To: Harold Engstrom who wrote (5328)1/4/2002 1:33:31 PM
From: hm  Respond to of 52153
 
>>Do you really think proving patients are refractory is hard to prove? <<

If the criteria for failure on drug X are robust (including dosing, treatment paradigm, outcome measures, washout period) & the data collection done well, then it shouldn't be overly difficult.

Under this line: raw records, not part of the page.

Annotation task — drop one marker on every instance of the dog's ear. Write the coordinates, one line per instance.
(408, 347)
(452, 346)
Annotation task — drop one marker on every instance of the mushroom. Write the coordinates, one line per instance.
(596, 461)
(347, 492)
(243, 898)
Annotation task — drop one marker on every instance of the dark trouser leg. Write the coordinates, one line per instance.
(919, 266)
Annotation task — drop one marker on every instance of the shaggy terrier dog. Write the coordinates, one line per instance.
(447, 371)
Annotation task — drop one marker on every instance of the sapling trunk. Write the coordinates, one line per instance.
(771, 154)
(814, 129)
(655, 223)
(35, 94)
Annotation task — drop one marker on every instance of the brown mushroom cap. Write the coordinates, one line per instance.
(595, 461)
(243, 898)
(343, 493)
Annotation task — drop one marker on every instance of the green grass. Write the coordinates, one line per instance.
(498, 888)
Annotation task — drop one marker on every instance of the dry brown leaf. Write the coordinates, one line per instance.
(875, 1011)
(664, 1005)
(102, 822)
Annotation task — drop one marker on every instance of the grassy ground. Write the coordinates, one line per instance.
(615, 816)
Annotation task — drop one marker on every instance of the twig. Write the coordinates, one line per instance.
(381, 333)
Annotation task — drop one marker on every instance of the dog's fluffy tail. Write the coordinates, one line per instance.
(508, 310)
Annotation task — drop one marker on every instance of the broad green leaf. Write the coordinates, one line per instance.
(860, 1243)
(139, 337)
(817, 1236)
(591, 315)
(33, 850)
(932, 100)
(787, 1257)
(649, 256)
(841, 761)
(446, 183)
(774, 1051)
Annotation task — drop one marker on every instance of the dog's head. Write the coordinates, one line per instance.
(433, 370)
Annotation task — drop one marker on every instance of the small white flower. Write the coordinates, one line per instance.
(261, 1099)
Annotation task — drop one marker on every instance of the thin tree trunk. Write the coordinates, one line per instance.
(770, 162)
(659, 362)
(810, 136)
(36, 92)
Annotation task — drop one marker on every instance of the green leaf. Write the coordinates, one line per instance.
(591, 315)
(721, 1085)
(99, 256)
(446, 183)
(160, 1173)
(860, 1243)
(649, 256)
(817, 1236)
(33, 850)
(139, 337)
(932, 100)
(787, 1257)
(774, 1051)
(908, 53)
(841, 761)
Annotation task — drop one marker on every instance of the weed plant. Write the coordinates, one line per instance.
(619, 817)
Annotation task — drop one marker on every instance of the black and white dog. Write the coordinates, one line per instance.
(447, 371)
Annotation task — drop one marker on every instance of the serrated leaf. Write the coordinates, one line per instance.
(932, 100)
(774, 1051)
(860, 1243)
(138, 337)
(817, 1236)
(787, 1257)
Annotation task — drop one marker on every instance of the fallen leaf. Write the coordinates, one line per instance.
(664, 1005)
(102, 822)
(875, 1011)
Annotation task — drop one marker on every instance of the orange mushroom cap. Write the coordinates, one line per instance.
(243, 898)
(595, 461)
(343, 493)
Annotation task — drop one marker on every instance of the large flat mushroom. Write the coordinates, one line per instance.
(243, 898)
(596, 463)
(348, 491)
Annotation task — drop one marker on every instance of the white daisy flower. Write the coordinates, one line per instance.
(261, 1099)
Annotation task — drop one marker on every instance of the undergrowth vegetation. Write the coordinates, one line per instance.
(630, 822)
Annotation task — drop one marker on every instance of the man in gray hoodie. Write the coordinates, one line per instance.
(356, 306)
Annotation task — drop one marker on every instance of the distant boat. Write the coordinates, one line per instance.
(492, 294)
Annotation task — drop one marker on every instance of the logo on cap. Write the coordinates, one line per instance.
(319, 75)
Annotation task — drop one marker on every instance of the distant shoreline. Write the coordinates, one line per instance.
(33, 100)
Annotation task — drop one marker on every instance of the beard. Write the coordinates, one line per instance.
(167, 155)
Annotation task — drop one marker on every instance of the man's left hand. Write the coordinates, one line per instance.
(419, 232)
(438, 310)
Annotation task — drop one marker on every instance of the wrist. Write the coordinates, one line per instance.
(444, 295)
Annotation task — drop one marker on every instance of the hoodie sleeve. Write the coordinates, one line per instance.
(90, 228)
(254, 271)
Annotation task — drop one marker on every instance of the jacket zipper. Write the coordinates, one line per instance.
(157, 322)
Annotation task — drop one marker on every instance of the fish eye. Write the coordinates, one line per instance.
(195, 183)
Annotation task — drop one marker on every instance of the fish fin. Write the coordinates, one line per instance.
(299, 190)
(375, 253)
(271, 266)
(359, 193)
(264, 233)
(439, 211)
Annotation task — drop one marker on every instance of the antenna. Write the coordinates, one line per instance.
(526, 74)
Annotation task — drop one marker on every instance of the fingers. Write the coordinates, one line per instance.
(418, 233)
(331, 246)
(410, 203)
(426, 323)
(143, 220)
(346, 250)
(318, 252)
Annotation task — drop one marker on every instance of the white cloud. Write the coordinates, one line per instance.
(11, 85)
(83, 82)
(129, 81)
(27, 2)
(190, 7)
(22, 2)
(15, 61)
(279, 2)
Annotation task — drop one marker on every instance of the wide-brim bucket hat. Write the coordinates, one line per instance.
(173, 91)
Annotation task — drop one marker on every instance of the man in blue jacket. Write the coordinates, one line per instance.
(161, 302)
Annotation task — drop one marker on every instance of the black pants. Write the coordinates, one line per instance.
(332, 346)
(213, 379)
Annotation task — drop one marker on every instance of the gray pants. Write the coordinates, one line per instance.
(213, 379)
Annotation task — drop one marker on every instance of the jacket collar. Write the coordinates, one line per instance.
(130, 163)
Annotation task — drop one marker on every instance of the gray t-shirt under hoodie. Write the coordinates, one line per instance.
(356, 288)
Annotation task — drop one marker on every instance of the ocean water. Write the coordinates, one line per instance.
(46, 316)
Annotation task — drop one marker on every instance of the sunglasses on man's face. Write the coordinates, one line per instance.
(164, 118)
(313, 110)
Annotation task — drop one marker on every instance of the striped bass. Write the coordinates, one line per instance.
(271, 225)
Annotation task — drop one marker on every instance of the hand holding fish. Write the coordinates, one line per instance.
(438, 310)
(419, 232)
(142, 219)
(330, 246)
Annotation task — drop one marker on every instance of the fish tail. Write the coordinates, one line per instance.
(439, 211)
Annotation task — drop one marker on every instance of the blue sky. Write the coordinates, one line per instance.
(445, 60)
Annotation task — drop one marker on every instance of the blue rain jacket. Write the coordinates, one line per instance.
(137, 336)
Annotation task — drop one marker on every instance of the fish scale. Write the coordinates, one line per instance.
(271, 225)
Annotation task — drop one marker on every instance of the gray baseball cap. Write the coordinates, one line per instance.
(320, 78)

My read of the IMCL situation is that they had problems documenting patient failures with the first-line therapy. I haven't seen anything suggesting that IMCL did not use appropriate criteria for failure. But if IMCL cannot document the treatment failures then, IMO, they will have to repeat the trial. Otherwise no way to be sure that they have sufficient data to support the proposed indication: for use following failure of the first-line therapy. This need for robust data should be doubly important in an approval dependent on a single pivotal efficacy trial.

HM



To: Harold Engstrom who wrote (5328)1/4/2002 1:59:59 PM
From: Biomaven  Read Replies (2) | Respond to of 52153
 
proving patients are refractory is hard to prove

Well there's a big difference between convincing you or me and proving it to the FDA. There's no "bright line" definition of refractoriness. I would assume the FDA will look at the actual data for at least some patients to see if they agree with the categorizations made by the IRC. Knowing the FDA, they will doubtless quibble with at least some of the categorizations.

Remember this wasn't a traditional double blind trial (and there's only one pivotal trial), so the FDA will (rightly) scrutinize their data very hard. I had assumed BMY did so as well - time will tell if they did so satisfactorily or not.